Upgrade to RabbitMQ server 3.7 is broken #72

Closed
bgandon opened this issue Mar 29, 2018 · 5 comments
Closed

Upgrade to RabbitMQ server 3.7 is broken #72

bgandon opened this issue Mar 29, 2018 · 5 comments
Labels

Comments

@bgandon
Copy link
Contributor

bgandon commented Mar 29, 2018

Base issue

Here is the listing of /var/vcap/packages after an upgrade to the release v240.0.0:

# ls -l
total 32
lrwxrwxrwx 1 root root 73 Mar 14 22:17 bosh-dns -> /var/vcap/data/packages/bosh-dns/67b977dca6e9b86cad54af73c08150b34e99d309
lrwxrwxrwx 1 root root 71 Mar 14 22:17 erlang -> /var/vcap/data/packages/erlang/1c7771c7774d4c7c97a1ba9a666b5ad5fb45a0c2
lrwxrwxrwx 1 root root 78 Mar 14 22:17 node_exporter -> /var/vcap/data/packages/node_exporter/923a6fbd61d30904b8ff3da59fdba3e57fc2743a
lrwxrwxrwx 1 root root 80 Mar 14 22:17 rabbitmq-common -> /var/vcap/data/packages/rabbitmq-common/30344ae448f136ceda4ac0fb595d561674514d9f
lrwxrwxrwx 1 root root 80 Mar 14 22:17 rabbitmq-server -> /var/vcap/data/packages/rabbitmq-server/e2bba8e813a3677de354efdedca9da94e4d12cb9
lrwxrwxrwx 1 root root 84 Mar 28 16:11 rabbitmq-server-3.6 -> /var/vcap/data/packages/rabbitmq-server-3.6/ccf881b215c3493c2f215d4c51af19e585e8ddc9
lrwxrwxrwx 1 root root 84 Mar 28 16:11 rabbitmq-server-3.7 -> /var/vcap/data/packages/rabbitmq-server-3.7/9d526adf0dd98198e4a1d73ca00cd1002473ff27
lrwxrwxrwx 1 root root 93 Mar 28 16:11 rabbitmq-upgrade-preparation -> /var/vcap/data/packages/rabbitmq-upgrade-preparation/61fc96b42e4be83a9065284a00608be67eb0cba7

The rabbitmq-server link is pointing at the former package e2bba8e... from the deployment of previous version 238 of the Bosh Release. Here you need to know that Bosh keeps the previous packages around in order to speed up any subsequent rollback.

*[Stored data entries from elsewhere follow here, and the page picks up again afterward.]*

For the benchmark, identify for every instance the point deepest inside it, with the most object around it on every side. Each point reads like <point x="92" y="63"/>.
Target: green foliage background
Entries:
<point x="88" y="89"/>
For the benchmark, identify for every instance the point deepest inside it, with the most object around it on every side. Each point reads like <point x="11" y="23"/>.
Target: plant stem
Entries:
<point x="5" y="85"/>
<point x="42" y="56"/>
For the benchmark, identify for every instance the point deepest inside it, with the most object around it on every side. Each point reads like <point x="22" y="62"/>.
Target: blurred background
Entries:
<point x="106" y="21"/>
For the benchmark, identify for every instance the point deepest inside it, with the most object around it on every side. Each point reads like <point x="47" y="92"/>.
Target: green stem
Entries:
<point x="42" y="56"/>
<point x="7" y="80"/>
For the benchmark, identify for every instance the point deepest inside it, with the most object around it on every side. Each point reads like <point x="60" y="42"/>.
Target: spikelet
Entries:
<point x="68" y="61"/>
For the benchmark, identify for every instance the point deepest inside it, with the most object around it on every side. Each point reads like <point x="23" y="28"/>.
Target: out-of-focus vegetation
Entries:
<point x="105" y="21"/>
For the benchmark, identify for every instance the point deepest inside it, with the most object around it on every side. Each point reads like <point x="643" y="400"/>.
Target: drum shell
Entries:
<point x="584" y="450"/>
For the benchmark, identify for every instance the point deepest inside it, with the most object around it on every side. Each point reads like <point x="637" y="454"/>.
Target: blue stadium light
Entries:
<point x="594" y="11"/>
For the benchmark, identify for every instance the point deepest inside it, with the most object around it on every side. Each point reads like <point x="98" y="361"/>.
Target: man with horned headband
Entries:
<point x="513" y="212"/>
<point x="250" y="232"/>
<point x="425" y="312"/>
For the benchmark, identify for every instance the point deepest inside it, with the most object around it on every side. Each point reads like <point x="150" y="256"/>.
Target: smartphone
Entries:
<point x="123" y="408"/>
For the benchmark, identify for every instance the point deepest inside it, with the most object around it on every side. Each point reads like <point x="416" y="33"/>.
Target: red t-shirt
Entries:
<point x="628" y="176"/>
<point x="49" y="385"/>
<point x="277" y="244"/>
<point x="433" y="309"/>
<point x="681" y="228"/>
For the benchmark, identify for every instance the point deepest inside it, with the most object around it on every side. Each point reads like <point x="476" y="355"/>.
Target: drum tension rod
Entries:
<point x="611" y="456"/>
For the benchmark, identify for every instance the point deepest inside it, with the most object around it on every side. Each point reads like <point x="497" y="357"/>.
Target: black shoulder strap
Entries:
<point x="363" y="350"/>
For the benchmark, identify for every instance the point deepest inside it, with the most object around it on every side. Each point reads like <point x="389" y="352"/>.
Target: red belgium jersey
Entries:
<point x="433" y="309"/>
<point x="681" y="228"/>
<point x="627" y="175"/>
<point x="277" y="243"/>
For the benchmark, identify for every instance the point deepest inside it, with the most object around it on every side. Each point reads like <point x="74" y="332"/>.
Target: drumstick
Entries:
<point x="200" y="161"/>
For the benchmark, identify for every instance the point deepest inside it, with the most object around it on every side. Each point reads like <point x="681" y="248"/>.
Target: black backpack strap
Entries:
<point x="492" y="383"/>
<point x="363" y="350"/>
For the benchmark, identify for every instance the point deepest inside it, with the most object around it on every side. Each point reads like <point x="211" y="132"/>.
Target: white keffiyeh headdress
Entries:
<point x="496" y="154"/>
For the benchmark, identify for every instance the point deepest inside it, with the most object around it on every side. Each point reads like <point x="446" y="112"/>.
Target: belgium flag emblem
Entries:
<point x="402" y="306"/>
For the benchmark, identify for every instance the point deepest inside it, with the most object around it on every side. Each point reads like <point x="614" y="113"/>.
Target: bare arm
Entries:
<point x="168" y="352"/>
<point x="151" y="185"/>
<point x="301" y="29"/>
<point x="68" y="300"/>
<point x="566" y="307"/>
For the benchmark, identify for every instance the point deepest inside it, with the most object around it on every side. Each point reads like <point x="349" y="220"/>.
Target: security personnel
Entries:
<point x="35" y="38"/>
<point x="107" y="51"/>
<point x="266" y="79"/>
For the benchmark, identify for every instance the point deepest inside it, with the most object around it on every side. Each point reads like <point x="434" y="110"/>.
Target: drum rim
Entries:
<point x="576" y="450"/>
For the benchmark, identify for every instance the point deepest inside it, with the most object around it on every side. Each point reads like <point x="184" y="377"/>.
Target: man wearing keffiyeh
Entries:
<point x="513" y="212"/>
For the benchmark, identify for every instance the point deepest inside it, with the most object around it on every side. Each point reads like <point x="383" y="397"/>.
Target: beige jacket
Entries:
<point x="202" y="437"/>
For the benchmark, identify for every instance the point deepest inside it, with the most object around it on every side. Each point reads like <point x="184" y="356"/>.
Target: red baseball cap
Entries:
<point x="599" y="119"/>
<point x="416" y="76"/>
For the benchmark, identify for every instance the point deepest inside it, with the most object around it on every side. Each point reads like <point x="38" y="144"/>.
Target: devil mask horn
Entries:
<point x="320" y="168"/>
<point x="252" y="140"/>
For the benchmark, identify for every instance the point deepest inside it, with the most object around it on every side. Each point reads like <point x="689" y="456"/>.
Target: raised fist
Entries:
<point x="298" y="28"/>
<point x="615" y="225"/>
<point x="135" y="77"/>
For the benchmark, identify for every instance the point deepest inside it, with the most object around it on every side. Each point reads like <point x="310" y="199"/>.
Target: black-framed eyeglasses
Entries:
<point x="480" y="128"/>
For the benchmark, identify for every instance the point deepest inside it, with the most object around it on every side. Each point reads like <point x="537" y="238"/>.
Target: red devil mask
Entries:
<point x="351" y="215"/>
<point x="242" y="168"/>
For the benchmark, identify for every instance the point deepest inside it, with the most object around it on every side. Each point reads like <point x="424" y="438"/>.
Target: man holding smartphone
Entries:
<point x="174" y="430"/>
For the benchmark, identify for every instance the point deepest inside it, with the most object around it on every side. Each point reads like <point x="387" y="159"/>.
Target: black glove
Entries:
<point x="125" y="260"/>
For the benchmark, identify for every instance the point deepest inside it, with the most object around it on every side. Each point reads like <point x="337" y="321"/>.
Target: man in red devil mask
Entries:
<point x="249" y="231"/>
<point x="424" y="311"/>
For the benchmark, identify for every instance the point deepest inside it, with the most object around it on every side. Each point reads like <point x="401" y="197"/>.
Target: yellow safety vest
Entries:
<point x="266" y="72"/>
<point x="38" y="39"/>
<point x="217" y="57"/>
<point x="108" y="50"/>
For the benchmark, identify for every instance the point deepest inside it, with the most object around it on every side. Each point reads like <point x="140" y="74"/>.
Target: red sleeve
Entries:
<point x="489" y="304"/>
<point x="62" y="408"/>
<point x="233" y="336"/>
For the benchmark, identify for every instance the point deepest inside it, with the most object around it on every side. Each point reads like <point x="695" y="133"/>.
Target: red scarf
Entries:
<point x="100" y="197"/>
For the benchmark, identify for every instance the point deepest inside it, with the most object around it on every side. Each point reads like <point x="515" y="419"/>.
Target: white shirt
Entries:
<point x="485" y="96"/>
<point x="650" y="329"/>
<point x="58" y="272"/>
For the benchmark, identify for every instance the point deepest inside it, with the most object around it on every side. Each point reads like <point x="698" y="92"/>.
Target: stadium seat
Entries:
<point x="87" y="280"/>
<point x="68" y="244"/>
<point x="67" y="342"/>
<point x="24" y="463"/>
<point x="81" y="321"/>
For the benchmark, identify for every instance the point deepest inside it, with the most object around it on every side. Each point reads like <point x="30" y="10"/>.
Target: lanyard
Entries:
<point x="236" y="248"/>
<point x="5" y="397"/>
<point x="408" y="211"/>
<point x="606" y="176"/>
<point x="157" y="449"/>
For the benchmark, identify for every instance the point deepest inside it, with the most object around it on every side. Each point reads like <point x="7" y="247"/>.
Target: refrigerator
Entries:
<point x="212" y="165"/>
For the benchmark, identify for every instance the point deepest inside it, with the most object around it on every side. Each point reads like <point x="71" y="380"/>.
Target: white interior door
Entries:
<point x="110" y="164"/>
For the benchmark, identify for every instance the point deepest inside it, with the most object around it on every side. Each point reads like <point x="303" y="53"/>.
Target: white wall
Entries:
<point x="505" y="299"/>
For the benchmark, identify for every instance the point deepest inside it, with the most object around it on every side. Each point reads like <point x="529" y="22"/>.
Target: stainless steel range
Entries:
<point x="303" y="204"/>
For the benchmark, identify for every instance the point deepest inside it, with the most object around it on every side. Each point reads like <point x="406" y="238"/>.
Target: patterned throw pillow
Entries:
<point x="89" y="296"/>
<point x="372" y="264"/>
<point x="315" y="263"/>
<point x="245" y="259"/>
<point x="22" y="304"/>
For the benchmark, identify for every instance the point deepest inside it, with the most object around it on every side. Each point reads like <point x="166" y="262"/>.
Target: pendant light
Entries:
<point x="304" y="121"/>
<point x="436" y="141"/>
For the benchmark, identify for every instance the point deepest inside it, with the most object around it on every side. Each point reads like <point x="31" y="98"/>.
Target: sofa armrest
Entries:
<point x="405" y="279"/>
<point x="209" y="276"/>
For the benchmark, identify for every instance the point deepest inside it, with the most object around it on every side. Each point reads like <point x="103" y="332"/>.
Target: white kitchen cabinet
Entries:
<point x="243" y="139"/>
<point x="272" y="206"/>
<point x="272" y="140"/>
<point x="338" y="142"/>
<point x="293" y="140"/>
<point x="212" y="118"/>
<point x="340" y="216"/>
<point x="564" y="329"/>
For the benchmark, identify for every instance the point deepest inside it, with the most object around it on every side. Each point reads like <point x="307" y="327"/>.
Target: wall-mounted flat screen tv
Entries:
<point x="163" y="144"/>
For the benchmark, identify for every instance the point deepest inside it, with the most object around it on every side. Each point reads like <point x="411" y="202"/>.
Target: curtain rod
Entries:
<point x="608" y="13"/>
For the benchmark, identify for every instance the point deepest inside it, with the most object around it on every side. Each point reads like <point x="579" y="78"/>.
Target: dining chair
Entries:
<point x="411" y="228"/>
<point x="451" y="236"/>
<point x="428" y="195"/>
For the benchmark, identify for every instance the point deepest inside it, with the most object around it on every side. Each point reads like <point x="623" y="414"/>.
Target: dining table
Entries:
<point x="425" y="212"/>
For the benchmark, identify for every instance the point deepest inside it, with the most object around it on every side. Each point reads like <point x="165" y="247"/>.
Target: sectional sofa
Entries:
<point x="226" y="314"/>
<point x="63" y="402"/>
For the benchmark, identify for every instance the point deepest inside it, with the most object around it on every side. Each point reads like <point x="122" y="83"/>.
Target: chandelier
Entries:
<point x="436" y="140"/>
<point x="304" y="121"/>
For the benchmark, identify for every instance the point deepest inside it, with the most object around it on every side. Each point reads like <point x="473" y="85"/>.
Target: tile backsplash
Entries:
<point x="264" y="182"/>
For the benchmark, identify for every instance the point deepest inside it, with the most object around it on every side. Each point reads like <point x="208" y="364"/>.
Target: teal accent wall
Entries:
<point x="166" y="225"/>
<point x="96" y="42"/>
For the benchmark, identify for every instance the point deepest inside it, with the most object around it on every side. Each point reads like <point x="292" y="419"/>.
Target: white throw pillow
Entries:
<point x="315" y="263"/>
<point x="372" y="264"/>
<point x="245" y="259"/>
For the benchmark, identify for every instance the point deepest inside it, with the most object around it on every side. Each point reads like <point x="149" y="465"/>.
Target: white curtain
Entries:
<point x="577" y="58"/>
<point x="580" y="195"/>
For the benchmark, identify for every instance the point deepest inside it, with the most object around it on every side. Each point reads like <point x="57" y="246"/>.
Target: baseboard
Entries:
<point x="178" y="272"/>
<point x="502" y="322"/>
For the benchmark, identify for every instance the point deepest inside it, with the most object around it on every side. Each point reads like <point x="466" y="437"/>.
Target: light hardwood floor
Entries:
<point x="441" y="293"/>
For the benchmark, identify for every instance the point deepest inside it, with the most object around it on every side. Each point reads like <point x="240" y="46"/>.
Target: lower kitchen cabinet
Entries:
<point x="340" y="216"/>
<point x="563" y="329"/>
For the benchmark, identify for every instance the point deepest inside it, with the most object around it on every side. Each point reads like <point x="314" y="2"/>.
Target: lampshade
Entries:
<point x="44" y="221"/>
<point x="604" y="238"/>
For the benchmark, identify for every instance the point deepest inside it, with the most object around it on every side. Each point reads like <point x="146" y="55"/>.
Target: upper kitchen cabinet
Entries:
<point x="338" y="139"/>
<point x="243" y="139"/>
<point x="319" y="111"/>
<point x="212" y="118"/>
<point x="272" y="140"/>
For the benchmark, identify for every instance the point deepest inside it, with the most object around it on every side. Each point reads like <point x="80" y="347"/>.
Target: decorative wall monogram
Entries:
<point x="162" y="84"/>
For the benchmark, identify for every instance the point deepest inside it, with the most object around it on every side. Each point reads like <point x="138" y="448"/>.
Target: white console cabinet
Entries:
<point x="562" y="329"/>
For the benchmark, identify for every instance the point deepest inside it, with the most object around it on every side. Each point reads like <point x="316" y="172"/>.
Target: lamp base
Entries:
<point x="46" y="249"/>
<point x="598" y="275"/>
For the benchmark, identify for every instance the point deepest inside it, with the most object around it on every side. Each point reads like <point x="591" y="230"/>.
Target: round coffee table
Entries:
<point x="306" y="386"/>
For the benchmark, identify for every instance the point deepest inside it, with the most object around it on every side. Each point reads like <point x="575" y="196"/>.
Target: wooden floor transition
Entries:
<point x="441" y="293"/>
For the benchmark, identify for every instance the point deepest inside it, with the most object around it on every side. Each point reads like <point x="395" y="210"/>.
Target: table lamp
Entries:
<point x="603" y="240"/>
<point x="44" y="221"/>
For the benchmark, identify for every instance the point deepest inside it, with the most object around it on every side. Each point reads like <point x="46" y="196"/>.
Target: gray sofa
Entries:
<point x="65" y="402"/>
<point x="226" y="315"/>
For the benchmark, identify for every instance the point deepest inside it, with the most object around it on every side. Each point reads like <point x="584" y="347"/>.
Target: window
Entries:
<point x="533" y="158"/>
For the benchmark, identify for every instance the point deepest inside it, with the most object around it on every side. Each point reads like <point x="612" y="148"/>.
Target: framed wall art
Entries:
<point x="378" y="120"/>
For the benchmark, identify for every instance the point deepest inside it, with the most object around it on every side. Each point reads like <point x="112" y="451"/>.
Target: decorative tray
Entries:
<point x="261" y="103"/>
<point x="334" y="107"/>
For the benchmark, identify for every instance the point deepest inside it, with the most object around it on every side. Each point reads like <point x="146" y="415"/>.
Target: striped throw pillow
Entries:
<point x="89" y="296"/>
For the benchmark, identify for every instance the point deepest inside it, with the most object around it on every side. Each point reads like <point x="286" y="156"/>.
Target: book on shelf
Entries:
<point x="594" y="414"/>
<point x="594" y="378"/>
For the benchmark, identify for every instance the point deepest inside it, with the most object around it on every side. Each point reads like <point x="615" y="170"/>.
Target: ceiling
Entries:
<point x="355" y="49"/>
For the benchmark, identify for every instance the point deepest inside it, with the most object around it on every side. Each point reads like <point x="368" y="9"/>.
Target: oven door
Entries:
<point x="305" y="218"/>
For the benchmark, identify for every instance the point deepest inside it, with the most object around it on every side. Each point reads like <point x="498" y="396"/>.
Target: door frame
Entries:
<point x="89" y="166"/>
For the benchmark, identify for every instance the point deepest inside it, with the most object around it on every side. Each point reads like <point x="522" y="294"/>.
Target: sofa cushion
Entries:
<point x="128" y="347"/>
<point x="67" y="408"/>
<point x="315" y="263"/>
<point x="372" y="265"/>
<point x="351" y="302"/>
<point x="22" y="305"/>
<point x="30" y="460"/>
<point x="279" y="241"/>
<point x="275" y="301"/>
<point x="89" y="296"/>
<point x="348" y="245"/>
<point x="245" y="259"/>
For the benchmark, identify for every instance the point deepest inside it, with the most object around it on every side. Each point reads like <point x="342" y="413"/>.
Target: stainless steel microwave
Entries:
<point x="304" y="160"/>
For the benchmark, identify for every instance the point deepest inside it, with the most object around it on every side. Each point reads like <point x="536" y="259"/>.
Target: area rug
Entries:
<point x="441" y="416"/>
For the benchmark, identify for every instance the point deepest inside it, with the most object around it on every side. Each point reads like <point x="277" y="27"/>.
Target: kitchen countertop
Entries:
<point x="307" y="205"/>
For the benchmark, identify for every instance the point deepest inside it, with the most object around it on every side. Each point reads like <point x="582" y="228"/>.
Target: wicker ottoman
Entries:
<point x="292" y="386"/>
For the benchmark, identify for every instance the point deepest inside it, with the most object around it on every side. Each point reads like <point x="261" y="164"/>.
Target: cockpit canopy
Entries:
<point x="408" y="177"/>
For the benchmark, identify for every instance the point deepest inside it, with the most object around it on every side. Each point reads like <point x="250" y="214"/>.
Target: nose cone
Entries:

And here is what the configure_rmq_version() (from pre-start.nash template) has created:

# ls -l /var/vcap/packages/rabbitmq-server/rabbitmq-server* 
lrwxrwxrwx 1 root root 42 Mar 28 16:11 /var/vcap/packages/rabbitmq-server/rabbitmq-server-3.7 -> /var/vcap/packages/rabbitmq-server-3.7

In pre-start.bash, the use of ln without removing any pre-exiting /var/vcap/packages/rabbitmq-server (file or directory or link) is a classical tricky case:

configure_rmq_version() {
  ln -f -s /var/vcap/packages/rabbitmq-server-"$RMQ_SERVER_VERSION" /var/vcap/packages/rabbitmq-server
}

Instead, any existing /var/vcap/packages/rabbitmq-server link should be removed first, and the ln invocation should not need the -f flag.

Further upgrade issue(s)

I tried to fix the Bosh Release with this code:

 configure_rmq_version() {
  rm -rf /var/vcap/packages/rabbitmq-server
  ln -s /var/vcap/packages/rabbitmq-server-"$RMQ_SERVER_VERSION" /var/vcap/packages/rabbitmq-server
 }

But then I hit an issue when actually upgrading the cluster. The canary node in my deployment fails at starting rabbitmq-server job with the new RabbitMQ 3.7 binary.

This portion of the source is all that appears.